I am hoping someone can check this code to ensure that I have interpreted the various pieces of PCA correctly. I am trying to figure out a way to identify the leading contributors to the performance of multiple securities. For example, one idea I had was to run a multivariate regression using the securities returns as dependent variables and include things like oil, the dollar, the euro, treasury yields, etc. E.g., SBUX + AAPL + MCD + BAC + TWTR = intercept + oil + dollar + euro + steel + gold + e
I then thought that PCA would probably be better suited for this type of exercise. Here is my code from R. The csv file consists of a matrix of 900 securities and 30 rows (30 daily returns for 900 securities)
FD <- read.csv("U:/Personal Projects/R/Data Files/FD Securities Jan 2015.csv")
#Removes columns with any na values
FD1 <- FD[, sapply(FD, function(x) !any(is.na(x)))]
#removes "zero/constant variance" columns, which I think are NaNs I couldnt erase using is.nan
FD2 <- FD1[,apply(FD1, 2, var, na.rm=TRUE) != 0]
#Calc PCs using singe value decomposition (prcomp). Should data be a correlation matrix of the variables? I get reasonable looking results both ways, i.e., PC1 explains 30-50% of variance, PC2 ~10%-15%, etc.
FD2.pca <- prcomp(cor(FD2), retx = TRUE, scale = TRUE)
summary(FD2.pca)
plot(FD2.pca)
#These are the 'loadings', i.e., coefficients used for each linear combination?

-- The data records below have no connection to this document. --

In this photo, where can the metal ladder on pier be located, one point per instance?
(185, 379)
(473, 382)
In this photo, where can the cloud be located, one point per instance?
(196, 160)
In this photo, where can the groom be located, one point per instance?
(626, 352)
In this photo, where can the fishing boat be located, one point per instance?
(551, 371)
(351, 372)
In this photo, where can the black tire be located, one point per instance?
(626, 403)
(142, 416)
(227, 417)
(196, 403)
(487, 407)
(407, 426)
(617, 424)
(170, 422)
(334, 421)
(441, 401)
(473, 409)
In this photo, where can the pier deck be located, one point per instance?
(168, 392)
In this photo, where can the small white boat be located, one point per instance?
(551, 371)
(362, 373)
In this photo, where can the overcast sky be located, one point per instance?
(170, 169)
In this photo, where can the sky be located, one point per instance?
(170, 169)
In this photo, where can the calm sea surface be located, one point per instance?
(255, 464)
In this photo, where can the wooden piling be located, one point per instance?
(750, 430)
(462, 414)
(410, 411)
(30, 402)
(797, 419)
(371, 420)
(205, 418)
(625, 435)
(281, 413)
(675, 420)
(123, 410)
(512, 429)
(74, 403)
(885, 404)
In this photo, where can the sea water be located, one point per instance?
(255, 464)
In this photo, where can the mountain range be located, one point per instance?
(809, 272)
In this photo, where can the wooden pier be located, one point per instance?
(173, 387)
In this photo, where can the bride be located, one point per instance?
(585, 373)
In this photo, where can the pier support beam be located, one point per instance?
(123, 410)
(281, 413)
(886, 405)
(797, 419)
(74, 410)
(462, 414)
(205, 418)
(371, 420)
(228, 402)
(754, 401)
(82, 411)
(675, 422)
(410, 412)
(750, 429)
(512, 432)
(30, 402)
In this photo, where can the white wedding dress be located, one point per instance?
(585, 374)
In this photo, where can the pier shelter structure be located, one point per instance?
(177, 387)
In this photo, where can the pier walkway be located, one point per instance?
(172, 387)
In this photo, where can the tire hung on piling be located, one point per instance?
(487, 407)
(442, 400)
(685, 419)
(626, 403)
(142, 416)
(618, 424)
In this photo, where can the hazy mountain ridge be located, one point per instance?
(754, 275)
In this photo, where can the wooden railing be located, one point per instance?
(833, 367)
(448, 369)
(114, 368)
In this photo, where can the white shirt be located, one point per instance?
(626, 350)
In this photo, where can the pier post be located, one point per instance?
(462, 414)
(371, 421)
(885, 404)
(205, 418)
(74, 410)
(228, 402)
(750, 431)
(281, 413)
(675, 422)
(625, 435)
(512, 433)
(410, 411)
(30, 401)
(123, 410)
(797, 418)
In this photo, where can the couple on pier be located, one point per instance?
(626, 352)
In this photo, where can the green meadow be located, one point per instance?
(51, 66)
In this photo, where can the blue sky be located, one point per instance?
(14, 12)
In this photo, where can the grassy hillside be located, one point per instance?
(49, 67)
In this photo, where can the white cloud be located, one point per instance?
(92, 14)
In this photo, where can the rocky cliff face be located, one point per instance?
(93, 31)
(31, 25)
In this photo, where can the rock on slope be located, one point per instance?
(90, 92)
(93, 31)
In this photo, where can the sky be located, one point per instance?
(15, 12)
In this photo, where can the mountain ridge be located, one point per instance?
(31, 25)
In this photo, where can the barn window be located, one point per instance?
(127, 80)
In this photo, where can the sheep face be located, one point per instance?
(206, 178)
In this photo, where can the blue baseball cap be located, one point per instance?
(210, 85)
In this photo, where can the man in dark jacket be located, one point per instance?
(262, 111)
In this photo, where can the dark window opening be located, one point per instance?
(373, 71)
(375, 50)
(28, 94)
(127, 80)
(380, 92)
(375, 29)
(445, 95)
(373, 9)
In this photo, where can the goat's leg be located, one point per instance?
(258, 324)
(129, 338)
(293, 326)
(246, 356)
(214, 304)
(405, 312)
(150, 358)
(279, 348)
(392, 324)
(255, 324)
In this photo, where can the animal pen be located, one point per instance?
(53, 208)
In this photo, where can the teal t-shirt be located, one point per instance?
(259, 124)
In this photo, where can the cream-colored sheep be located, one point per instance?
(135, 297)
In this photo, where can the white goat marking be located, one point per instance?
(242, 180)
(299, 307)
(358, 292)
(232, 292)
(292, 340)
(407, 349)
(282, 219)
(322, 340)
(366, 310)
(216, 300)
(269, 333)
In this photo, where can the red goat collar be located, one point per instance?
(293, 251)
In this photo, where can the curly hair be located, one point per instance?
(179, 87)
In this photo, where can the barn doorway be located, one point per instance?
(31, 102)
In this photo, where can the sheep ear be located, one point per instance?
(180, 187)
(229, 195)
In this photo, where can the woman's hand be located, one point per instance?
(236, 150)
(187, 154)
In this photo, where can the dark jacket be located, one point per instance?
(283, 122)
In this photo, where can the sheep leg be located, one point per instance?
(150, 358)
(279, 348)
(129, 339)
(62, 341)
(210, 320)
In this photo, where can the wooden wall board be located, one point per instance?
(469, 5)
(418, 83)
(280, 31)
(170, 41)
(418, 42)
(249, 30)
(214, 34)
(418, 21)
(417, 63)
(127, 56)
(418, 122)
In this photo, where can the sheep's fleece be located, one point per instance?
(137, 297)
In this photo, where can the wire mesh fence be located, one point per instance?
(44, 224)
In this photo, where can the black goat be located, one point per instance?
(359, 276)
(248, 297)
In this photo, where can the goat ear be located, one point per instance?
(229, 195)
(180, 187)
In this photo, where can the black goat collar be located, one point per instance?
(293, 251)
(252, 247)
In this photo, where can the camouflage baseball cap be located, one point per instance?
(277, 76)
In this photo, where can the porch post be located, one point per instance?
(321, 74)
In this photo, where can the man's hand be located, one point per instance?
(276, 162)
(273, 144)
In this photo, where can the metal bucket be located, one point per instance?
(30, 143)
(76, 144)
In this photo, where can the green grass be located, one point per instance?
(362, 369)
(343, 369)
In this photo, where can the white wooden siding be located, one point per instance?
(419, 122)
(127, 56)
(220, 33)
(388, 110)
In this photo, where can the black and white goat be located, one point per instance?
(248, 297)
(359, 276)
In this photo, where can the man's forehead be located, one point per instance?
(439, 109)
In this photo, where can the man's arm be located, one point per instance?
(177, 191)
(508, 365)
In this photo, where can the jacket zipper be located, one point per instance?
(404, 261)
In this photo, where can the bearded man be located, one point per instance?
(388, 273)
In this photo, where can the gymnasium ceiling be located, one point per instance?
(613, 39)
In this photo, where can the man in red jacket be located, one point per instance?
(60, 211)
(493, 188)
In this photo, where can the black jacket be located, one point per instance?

as.matrix(FD2.pca$rotation[,1])
#I think these "scores" are the coefficients of interest, as they incorporate the factor weightings because the output is pca$rotation * scale (stddev of each factor)
as.matrix(FD2.pca$x[,1]) as.matrix(FD2.pca$x[,2]) as.matrix(FD2.pca$x[,3]) as.matrix(FD2.pca$x[,4])
#Scatterplot of the first two principal components. Not sure if this is right of if $x should be used.
plot(x = FD2.pca$rotation[,1], FD2.pca$rotation[,2], xlab = "PC1", ylab = "PC2", main="Principal Component Analysis:")